Membership is capped at 750 families and the average member visits the store two or three times a week and has an average basket spend of £8.39. During a month, the member saves an average of £212. The average member stays for up to a year before deciding they are ready to move back into traditional retail purchasing.

The capped temporary membership model is to protect the independent stores in the impoverished areas that Gary’s stores serve. “We absolutely didn’t want to build a retail subculture for low-income communities.
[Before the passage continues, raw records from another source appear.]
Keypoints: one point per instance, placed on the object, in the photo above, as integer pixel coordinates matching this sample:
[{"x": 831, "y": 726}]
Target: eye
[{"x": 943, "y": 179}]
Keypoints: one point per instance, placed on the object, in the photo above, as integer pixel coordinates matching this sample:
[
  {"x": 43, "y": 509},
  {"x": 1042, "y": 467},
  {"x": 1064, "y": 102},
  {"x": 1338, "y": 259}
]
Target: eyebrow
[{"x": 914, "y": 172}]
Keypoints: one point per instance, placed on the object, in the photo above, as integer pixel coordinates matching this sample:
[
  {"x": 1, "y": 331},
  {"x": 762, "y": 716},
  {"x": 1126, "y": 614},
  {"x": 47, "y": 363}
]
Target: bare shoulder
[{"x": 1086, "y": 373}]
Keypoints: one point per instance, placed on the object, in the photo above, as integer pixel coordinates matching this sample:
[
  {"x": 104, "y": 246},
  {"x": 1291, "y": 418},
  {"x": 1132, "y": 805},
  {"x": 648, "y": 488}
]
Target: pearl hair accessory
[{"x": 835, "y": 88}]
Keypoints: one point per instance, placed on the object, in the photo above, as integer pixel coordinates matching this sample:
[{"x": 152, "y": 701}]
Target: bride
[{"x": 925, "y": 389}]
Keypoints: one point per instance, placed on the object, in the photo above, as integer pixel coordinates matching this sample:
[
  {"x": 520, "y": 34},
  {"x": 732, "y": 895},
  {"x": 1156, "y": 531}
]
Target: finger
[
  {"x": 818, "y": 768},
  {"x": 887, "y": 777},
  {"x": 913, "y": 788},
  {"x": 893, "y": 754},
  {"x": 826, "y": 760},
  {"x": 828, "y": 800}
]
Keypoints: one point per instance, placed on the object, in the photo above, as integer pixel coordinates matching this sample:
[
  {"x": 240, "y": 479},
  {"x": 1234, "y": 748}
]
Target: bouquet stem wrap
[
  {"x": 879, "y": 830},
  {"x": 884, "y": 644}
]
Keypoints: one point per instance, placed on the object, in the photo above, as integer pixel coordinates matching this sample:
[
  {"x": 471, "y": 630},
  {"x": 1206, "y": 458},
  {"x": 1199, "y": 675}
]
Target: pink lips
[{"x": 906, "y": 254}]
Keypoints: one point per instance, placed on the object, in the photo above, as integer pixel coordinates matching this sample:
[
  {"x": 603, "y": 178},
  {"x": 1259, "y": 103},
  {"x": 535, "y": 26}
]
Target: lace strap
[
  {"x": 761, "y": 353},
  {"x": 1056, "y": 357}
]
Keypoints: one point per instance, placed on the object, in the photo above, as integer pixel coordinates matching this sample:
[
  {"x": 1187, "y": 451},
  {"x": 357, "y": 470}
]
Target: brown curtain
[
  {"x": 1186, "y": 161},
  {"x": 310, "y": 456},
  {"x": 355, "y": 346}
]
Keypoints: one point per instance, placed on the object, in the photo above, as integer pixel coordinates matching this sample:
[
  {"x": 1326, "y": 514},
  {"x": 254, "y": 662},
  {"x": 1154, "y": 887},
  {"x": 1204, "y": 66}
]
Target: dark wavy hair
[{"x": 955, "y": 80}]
We didn’t want to move into a retail community and harm the independent shops that are the backbone of the local area and local employment,” Gary says. 
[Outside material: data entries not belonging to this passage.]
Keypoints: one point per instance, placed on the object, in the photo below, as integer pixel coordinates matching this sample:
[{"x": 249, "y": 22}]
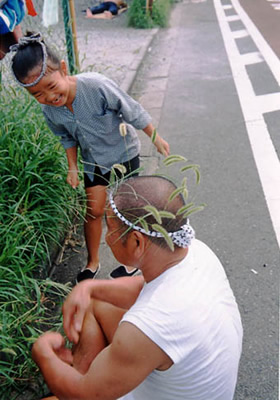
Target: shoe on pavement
[
  {"x": 121, "y": 272},
  {"x": 87, "y": 273}
]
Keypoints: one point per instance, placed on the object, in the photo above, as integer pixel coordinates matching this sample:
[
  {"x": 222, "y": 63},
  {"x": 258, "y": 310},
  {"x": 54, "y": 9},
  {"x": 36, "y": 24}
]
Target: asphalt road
[{"x": 190, "y": 82}]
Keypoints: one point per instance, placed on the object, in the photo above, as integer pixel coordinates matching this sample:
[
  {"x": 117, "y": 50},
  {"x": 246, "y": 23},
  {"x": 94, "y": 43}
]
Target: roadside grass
[
  {"x": 139, "y": 18},
  {"x": 36, "y": 209}
]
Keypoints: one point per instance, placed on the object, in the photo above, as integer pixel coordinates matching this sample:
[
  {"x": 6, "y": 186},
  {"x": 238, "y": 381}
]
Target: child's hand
[
  {"x": 162, "y": 146},
  {"x": 73, "y": 178}
]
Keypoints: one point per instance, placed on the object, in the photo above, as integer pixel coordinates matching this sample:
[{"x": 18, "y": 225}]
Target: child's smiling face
[{"x": 54, "y": 89}]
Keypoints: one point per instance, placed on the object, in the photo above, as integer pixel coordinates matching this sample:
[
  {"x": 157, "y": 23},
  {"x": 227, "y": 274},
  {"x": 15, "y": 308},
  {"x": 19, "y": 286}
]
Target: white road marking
[
  {"x": 232, "y": 18},
  {"x": 268, "y": 54},
  {"x": 240, "y": 34},
  {"x": 253, "y": 108},
  {"x": 252, "y": 58}
]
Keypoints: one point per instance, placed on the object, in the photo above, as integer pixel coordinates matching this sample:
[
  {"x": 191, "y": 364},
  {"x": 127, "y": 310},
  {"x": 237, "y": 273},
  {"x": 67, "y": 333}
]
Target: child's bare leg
[
  {"x": 99, "y": 326},
  {"x": 96, "y": 200}
]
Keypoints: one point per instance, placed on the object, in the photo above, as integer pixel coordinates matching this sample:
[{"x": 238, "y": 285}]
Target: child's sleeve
[
  {"x": 66, "y": 139},
  {"x": 131, "y": 111}
]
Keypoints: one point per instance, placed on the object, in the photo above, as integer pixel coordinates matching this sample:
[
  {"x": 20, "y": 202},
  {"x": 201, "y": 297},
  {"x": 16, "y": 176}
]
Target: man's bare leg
[{"x": 99, "y": 326}]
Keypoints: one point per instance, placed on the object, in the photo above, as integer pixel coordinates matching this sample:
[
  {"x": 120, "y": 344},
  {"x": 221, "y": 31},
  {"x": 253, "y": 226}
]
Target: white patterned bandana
[
  {"x": 24, "y": 41},
  {"x": 181, "y": 238}
]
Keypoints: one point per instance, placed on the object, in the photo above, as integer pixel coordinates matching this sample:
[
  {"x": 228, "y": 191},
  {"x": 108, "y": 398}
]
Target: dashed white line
[
  {"x": 252, "y": 58},
  {"x": 232, "y": 18},
  {"x": 240, "y": 34},
  {"x": 253, "y": 107}
]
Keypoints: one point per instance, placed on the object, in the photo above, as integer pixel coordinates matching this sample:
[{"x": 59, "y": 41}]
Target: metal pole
[
  {"x": 74, "y": 32},
  {"x": 68, "y": 36}
]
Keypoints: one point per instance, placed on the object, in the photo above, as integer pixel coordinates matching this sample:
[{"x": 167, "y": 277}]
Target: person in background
[
  {"x": 88, "y": 112},
  {"x": 107, "y": 9}
]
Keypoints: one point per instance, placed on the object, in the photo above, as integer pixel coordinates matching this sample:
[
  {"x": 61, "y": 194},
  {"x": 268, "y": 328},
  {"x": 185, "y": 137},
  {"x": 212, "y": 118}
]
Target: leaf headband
[
  {"x": 23, "y": 42},
  {"x": 181, "y": 238}
]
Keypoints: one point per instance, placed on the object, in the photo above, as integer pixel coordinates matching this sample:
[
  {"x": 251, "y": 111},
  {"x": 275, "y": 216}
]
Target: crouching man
[{"x": 173, "y": 333}]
Despite the centre’s origins being deeply rooted in retail, there’s much more to it. 

“The solution to people with multiple, complex barriers to success in their lives can’t be fixed by knocking 20p off a tin of beans,” he says. 
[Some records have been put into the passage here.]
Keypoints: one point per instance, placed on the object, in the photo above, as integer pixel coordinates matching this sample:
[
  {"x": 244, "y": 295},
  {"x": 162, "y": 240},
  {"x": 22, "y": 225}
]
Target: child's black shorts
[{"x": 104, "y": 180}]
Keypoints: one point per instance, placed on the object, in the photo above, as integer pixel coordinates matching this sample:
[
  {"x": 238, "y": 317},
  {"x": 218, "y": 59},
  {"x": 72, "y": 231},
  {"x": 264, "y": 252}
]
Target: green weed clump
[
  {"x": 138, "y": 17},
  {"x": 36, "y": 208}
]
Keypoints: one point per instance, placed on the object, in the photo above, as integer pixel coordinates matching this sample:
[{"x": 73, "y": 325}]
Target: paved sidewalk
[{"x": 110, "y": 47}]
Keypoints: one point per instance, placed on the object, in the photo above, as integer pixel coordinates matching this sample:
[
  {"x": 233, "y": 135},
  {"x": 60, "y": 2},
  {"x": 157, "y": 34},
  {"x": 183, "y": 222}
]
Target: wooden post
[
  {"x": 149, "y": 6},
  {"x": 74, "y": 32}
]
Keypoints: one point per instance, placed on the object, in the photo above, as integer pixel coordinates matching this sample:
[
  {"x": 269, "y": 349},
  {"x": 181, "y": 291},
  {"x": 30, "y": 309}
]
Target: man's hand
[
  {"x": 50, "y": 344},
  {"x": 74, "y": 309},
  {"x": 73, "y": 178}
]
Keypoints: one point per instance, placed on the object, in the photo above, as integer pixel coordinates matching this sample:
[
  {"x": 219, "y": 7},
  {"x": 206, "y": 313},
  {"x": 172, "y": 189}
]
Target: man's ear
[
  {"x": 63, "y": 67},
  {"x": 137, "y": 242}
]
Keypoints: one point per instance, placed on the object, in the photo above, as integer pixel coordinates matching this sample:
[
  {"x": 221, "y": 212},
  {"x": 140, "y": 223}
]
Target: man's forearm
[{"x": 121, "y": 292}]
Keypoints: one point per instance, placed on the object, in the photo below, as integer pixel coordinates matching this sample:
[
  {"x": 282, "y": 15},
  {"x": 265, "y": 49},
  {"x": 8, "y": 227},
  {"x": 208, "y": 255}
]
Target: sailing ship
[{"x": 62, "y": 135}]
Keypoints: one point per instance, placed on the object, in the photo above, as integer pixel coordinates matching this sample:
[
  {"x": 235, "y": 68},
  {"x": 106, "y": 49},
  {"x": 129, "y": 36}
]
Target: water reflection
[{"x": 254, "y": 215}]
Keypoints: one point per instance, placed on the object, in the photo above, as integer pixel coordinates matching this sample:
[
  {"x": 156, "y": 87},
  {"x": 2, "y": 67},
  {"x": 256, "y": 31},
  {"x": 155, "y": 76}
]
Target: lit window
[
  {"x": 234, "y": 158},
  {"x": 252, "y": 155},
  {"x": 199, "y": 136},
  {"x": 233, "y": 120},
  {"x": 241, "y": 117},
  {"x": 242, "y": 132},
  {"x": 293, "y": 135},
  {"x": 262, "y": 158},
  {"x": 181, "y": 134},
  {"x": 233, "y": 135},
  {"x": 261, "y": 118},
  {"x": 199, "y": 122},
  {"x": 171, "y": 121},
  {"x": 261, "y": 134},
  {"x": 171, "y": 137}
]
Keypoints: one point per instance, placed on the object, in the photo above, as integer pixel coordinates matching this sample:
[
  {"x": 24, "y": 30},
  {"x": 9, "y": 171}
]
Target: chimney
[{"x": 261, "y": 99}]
The store’s members take part in personal development plans and community kitchen activities and provide services such as litter picking, creative writing and sound therapy to the community. “It’s a help up, not a hand out,” Gary explains.

Part of this process is restoring people’s confidence around food. Describing its ‘food journal’ community kitchen activity, Gary says: “We ask people to tell stories from their life about food as a tool to discuss happy experiences. 

“We do that because, for a number of members, being able to acquire food each day has become a source of stress. And a community kitchen and food journal can help people to remember that food can be a source of delight and joy.”

With capped membership and fixed basket spend, there is a finite demand for produce, but even though much of the fresh surpluss stock they buy has a short shelf life, the store still has next to no food waste. 

“Having a community kitchen on site means we can be flexible and ensure we don’t waste anything. There couldn’t be a more flexible menu, it’s like ‘ready, steady, cook’ with scale,” says Gary. 

The shop is geared around providing low-income areas with affordable produce, which has traditionally been both a criticism of, and struggle for, estate-located independents, but Gary says responsibility lies on driving far larger change throughout society. 

“The challenge around getting healthy fresh produce into low-income local stores is a systemic problem. A solution will not be found by one retailer baring the burden and losing margin on fresh food,” he says.